How Computers Hear: The Science of Audio Classification
Your phone can name a song in seconds. Here's the science behind audio classification — from sound waves to neural networks — explained without equations.
Table of Contents
The Question That Should Bother You
You’re at a restaurant. A song is playing that you can’t quite place. You pull out your phone, open Shazam, hold it up, and within three seconds you have the title, artist, and album art. You tap “Open in Spotify” and move on with your meal.
Three seconds. For a song out of the hundreds of millions that exist. How?
Or this: you say “Hey Siri, what’s that bird?” and your phone listens to the chirping outside your window and tells you it’s a Carolina Wren. Your phone just listened to a bird and knew what kind it was. That is genuinely wild when you stop and think about it.

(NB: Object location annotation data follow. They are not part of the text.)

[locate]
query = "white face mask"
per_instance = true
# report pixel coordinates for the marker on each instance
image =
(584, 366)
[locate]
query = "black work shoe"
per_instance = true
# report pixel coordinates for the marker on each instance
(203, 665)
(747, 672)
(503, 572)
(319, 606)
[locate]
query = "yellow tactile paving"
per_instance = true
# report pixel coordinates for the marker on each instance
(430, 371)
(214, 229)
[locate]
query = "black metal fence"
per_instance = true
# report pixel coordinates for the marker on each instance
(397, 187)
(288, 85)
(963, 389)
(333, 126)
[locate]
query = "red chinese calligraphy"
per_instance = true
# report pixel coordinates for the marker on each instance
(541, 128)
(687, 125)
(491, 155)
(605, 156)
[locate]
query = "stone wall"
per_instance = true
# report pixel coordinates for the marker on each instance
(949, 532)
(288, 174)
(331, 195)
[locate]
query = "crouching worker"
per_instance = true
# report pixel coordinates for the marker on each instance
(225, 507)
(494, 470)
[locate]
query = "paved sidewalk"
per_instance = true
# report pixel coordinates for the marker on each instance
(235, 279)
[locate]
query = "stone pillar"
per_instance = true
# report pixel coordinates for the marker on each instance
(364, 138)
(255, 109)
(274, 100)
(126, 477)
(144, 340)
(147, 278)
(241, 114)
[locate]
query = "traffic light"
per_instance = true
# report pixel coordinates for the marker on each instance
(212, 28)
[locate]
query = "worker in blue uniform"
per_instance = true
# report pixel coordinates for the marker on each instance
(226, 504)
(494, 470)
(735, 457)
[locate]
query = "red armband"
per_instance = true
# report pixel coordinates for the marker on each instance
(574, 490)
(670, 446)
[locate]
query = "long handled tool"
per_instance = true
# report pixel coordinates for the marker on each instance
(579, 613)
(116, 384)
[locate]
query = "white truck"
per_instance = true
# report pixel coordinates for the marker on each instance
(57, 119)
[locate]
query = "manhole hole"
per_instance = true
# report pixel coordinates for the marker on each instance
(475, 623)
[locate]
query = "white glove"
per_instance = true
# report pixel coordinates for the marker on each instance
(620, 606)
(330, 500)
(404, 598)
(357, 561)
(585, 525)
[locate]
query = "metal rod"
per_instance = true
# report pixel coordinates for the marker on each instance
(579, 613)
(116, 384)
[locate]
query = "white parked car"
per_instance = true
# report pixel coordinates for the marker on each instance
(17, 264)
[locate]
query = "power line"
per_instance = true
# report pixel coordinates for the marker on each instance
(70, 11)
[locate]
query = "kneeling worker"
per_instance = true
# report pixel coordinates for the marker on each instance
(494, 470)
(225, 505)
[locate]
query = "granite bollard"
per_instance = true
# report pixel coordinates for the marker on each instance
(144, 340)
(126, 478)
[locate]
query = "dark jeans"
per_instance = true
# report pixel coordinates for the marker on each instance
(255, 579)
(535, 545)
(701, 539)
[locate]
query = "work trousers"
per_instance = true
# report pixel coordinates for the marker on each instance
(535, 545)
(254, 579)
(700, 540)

These features feel like magic, but they run on real science — science that has been largely open-sourced and that anyone with a laptop can experiment with. This post walks through the entire pipeline, from physical vibrations in air to a label on your screen, without a single equation. Just intuition.
Step 1: Sound Is Movement
Before we talk about computers, we need to talk about what sound actually is.
Sound is air molecules bumping into each other. When a guitar string vibrates, it pushes the air around it, which pushes the air around that, and the disturbance propagates outward like ripples in a pond. When those ripples hit your eardrum, your brain interprets the vibrations as sound.
Different sounds make different vibration patterns. A bass note makes slow, wide waves. A cymbal crash makes fast, tight ones. A human voice makes a complicated mixture of both, constantly changing shape. The pattern of the vibration is what makes a piano sound different from a trumpet, even when they play the same note.
Here’s the key insight: all sound is just a pattern of pressure changes over time. And patterns are something computers are extremely good at recognizing.
Step 2: Turning Air Into Numbers
Your phone’s microphone is a small diaphragm that moves when air pressure hits it. An electrical circuit measures how far the diaphragm moves, and a chip converts that measurement into a number. It does this thousands of times per second.
The standard rate is 44,100 times per second — that’s what CD-quality audio uses. Each measurement is called a sample. A one-second clip of CD-quality audio is 44,100 numbers in a row. A three-minute song is about 7.9 million numbers.
That’s all a digital audio file is: a very long list of numbers that describe how air pressure changed over time. A WAV file is essentially a spreadsheet with millions of rows and one column.
If you’ve ever zoomed way in on a waveform in GarageBand, Audacity, or any audio editor, you’ve seen these numbers plotted out — that jagged line going up and down is the computer’s version of what your ear hears. Zoom in far enough and you can see the individual samples as dots.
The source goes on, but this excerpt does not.